Methods: Participants were recruited from the population-based Melbourne Visual Impairment Project or the prospective, randomized, double-masked Vitamin E, Cataract and Age-Related Macular Degeneration study. From these two cohorts, 171 participants aged between 52 and 93 years who were identified as having early AMD features at their baseline examination (1992−1995) were followed for an average of 6.8 years (until 2001) to determine the progression rate of early AMD. The participants’ iris colour was categorized as light, intermediate or dark. Ethnic origin was categorized as Anglo-Saxon or non-Anglo-Saxon, according to the participants’ grandparents’ country of birth.

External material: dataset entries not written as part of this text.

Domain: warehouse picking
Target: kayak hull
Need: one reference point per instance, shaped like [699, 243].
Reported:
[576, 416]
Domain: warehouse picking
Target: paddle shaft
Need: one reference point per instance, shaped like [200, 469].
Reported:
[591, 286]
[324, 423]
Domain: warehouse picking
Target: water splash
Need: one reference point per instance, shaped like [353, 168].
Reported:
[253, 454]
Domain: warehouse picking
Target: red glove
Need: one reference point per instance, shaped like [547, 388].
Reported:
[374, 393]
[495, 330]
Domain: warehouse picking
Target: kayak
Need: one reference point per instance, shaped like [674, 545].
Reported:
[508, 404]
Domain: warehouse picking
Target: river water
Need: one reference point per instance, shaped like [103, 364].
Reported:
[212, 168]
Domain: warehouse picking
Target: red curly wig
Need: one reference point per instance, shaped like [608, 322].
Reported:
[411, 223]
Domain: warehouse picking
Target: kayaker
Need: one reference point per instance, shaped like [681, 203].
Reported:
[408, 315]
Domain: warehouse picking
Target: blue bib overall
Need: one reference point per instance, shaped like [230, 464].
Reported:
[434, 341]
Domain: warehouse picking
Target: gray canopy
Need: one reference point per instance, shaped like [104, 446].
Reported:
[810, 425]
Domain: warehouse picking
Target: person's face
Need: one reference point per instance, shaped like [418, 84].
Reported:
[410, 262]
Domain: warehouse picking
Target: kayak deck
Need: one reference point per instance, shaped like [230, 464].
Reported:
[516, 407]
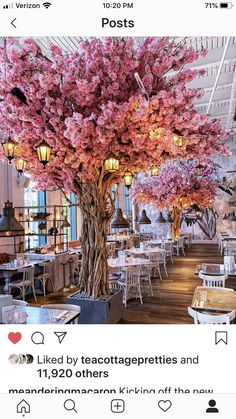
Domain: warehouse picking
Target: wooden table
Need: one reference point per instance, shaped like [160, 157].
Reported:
[119, 263]
[36, 315]
[8, 270]
[219, 272]
[138, 251]
[215, 300]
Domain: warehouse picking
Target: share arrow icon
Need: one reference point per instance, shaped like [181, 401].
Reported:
[60, 335]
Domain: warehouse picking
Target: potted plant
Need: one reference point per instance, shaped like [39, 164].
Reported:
[94, 114]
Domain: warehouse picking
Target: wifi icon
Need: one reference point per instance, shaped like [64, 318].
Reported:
[47, 5]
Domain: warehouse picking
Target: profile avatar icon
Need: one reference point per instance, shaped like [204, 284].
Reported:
[212, 408]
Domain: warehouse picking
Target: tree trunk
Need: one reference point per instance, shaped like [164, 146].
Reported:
[207, 222]
[177, 220]
[94, 268]
[97, 207]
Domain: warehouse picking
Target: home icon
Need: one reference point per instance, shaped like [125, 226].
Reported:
[23, 407]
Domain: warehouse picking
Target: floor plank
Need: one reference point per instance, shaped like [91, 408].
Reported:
[172, 295]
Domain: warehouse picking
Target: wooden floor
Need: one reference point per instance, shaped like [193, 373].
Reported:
[172, 295]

Results: In total, 53 (31%) of the 171 participants showed signs of AMD progression. Participants with light iris colour had twofold the risk of AMD progression of those with dark or intermediate iris colours, although the age-adjusted and multivariate-adjusted associations were not significant (both P = 0.13). Age-adjusted and multivariate comparisons of Anglo-Saxon ethnic origin to non-Anglo-Saxon ethnic origin showed a noticeable but non-significant association with progression of AMD (P= 0.22 and P= 0.14, respectively).
Conclusion: Individuals with light iris colour or of Anglo-Saxon ethnic origin had a strong tendency to greater progression of AMD. A larger sample is required to confirm these clinically important, but statistically non-significant, associations.